Cryptocurrency : How the Binance, FTX deal shook the cryptocurrency community before collapsing

Cryptocurrency

In the mostly unregulated world of cryptocurrencies, the past few days have been turbulent, with mudslinging on Twitter, a startling takeover effort for an exchange that later failed, and falling token values.
The largest exchange in the world, Binance Holdings Ltd., planned to purchase struggling rival FTX.com on Tuesday. On Wednesday, Binance pulled out of the agreement, citing FTX’s financial issues as well as potential regulatory inquiries. With its decision to leave, the continuing crypto bear market got much worse, sending Bitcoin to its lowest point in two years.

Although cryptocurrency may appear to be a specialised area of finance, the feud between two of its prominent figures has upended the industry and is likely to have far-reaching effects.

What are FTX and Binance?

They are two of the main cryptocurrency exchanges, which serve as markets for the purchase, sale, and storage of tokens by investors. By a significant margin, Binance is the largest cryptocurrency exchange by volume, and FTX is among the top five, according to cryptocurrency data company CoinMarketCap (which is owned by Binance).
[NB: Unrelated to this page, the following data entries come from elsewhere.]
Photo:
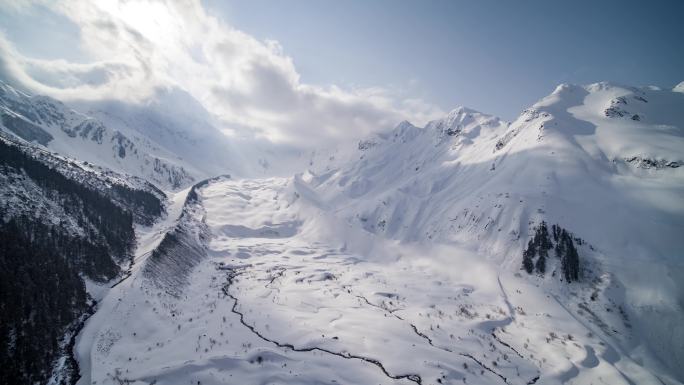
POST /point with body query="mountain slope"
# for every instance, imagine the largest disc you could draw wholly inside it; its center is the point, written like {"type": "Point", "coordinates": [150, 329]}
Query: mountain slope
{"type": "Point", "coordinates": [602, 162]}
{"type": "Point", "coordinates": [52, 124]}
{"type": "Point", "coordinates": [63, 225]}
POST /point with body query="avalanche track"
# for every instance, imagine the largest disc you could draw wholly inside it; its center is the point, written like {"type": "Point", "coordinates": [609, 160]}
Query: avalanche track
{"type": "Point", "coordinates": [287, 293]}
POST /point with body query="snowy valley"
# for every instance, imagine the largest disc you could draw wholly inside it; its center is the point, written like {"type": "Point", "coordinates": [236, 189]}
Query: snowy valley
{"type": "Point", "coordinates": [546, 250]}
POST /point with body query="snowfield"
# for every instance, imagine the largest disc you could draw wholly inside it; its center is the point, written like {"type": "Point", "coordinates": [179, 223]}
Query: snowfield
{"type": "Point", "coordinates": [288, 293]}
{"type": "Point", "coordinates": [400, 260]}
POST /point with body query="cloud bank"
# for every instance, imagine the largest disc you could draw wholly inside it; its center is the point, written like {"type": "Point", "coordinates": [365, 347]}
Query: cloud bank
{"type": "Point", "coordinates": [250, 86]}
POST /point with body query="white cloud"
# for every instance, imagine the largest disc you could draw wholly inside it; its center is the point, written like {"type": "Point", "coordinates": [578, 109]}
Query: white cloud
{"type": "Point", "coordinates": [137, 46]}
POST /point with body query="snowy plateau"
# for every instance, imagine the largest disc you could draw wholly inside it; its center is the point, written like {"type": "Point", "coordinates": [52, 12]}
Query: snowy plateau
{"type": "Point", "coordinates": [546, 250]}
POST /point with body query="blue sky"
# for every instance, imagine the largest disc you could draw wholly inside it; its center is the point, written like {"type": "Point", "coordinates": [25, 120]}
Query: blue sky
{"type": "Point", "coordinates": [316, 70]}
{"type": "Point", "coordinates": [495, 56]}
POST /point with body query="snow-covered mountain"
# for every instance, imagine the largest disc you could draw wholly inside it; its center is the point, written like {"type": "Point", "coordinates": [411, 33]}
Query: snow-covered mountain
{"type": "Point", "coordinates": [472, 250]}
{"type": "Point", "coordinates": [65, 226]}
{"type": "Point", "coordinates": [149, 141]}
{"type": "Point", "coordinates": [601, 161]}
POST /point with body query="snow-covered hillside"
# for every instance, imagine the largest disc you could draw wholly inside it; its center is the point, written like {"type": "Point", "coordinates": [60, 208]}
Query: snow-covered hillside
{"type": "Point", "coordinates": [471, 250]}
{"type": "Point", "coordinates": [602, 161]}
{"type": "Point", "coordinates": [281, 290]}
{"type": "Point", "coordinates": [51, 123]}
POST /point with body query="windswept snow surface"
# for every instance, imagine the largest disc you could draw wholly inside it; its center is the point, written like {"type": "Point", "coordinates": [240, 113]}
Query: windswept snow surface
{"type": "Point", "coordinates": [289, 293]}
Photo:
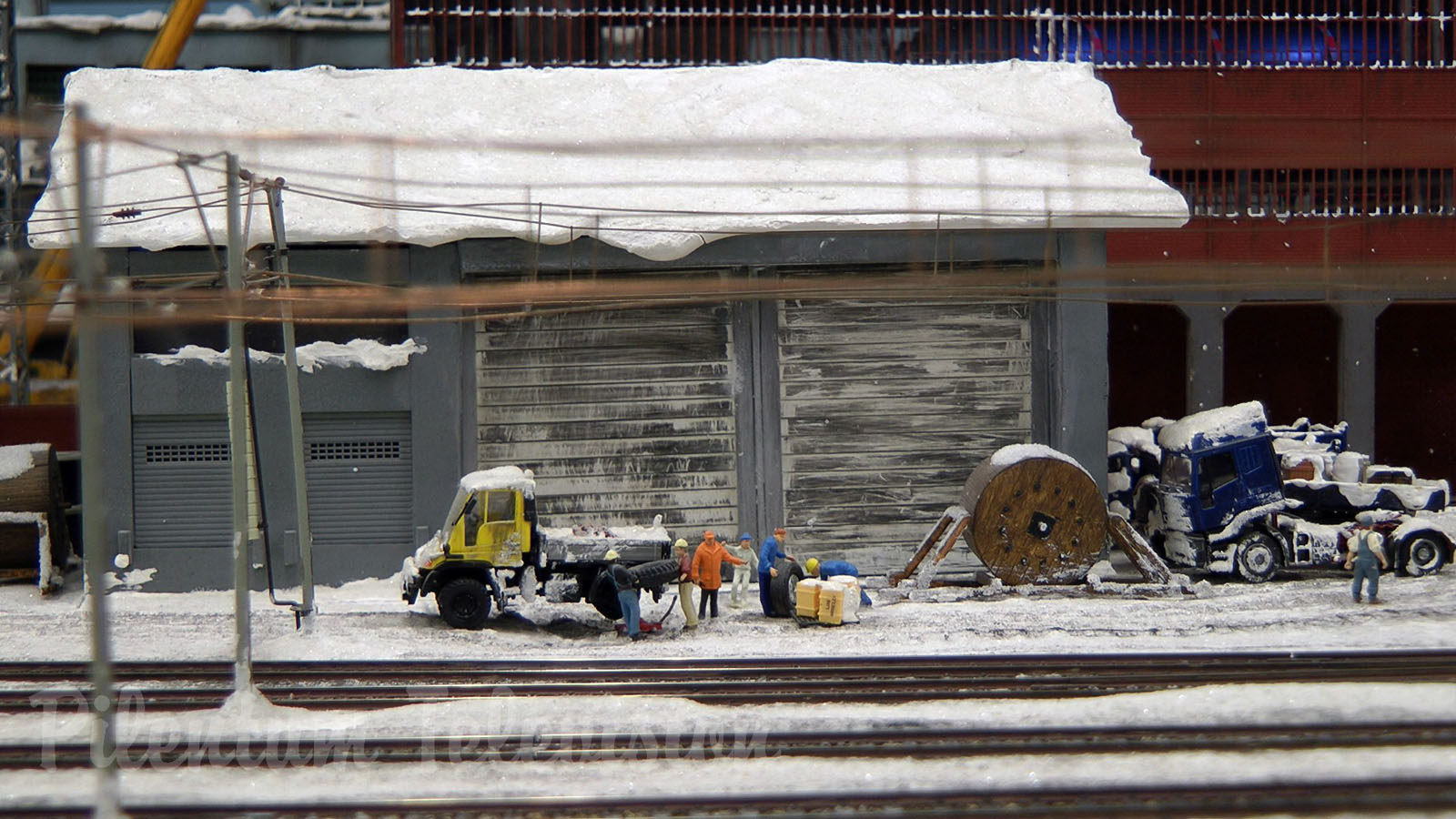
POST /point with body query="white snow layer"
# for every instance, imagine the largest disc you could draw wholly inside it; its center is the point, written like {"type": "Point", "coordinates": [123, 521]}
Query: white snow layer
{"type": "Point", "coordinates": [1220, 423]}
{"type": "Point", "coordinates": [18, 460]}
{"type": "Point", "coordinates": [356, 353]}
{"type": "Point", "coordinates": [652, 160]}
{"type": "Point", "coordinates": [501, 479]}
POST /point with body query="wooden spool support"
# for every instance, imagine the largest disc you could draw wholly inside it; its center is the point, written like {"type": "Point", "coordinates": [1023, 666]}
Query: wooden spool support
{"type": "Point", "coordinates": [1036, 516]}
{"type": "Point", "coordinates": [953, 516]}
{"type": "Point", "coordinates": [1136, 548]}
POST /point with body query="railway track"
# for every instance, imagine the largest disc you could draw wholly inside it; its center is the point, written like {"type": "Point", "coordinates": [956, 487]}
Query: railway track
{"type": "Point", "coordinates": [1343, 797]}
{"type": "Point", "coordinates": [31, 687]}
{"type": "Point", "coordinates": [310, 749]}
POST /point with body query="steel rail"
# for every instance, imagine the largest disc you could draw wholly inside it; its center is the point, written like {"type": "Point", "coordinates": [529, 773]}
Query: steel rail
{"type": "Point", "coordinates": [798, 680]}
{"type": "Point", "coordinates": [1443, 661]}
{"type": "Point", "coordinates": [1347, 797]}
{"type": "Point", "coordinates": [310, 748]}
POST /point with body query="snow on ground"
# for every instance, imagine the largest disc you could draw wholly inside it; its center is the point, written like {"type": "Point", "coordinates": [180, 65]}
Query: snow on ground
{"type": "Point", "coordinates": [368, 620]}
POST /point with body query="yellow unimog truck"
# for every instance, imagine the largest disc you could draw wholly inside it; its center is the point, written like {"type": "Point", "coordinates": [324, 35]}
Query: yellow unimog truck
{"type": "Point", "coordinates": [491, 542]}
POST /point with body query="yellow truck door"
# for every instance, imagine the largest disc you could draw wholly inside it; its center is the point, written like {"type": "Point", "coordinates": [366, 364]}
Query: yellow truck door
{"type": "Point", "coordinates": [491, 530]}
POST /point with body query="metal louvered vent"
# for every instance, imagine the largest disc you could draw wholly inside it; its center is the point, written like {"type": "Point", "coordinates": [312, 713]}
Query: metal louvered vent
{"type": "Point", "coordinates": [354, 450]}
{"type": "Point", "coordinates": [187, 452]}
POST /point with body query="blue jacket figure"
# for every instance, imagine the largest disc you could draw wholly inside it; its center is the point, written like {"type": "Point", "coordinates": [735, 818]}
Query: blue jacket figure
{"type": "Point", "coordinates": [834, 567]}
{"type": "Point", "coordinates": [626, 595]}
{"type": "Point", "coordinates": [1368, 559]}
{"type": "Point", "coordinates": [768, 555]}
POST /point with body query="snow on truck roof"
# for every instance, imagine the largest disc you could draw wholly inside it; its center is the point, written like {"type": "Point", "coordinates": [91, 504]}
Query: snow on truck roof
{"type": "Point", "coordinates": [654, 160]}
{"type": "Point", "coordinates": [1213, 428]}
{"type": "Point", "coordinates": [501, 479]}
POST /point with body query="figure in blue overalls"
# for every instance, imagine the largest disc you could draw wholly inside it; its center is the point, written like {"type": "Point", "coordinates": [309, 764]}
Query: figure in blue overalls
{"type": "Point", "coordinates": [1368, 559]}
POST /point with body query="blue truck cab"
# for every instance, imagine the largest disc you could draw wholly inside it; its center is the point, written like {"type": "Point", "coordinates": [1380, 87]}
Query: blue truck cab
{"type": "Point", "coordinates": [1208, 487]}
{"type": "Point", "coordinates": [1222, 500]}
{"type": "Point", "coordinates": [1219, 474]}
The 30-year-old with curly hair, who was formerly a trader at Jane Street, supported floundering initiatives including BlockFi, Voyager Digital, and Celsius up until a few weeks ago. He included investors including the Ontario Teachers’ Pension Plan, Temasek, and the Softbank Vision Fund.

What caused their breakup?

Binance made an investment in FTX, a derivatives exchange, back in 2019. The next year, Binance introduced its own cryptocurrency derivatives and swiftly rose to the top of the market.

As the two corporations adopted increasingly different strategies with regulators, tensions grew. While Bankman-Fried was testifying before the US Congress, Binance was reportedly under regulatory investigation all around the world.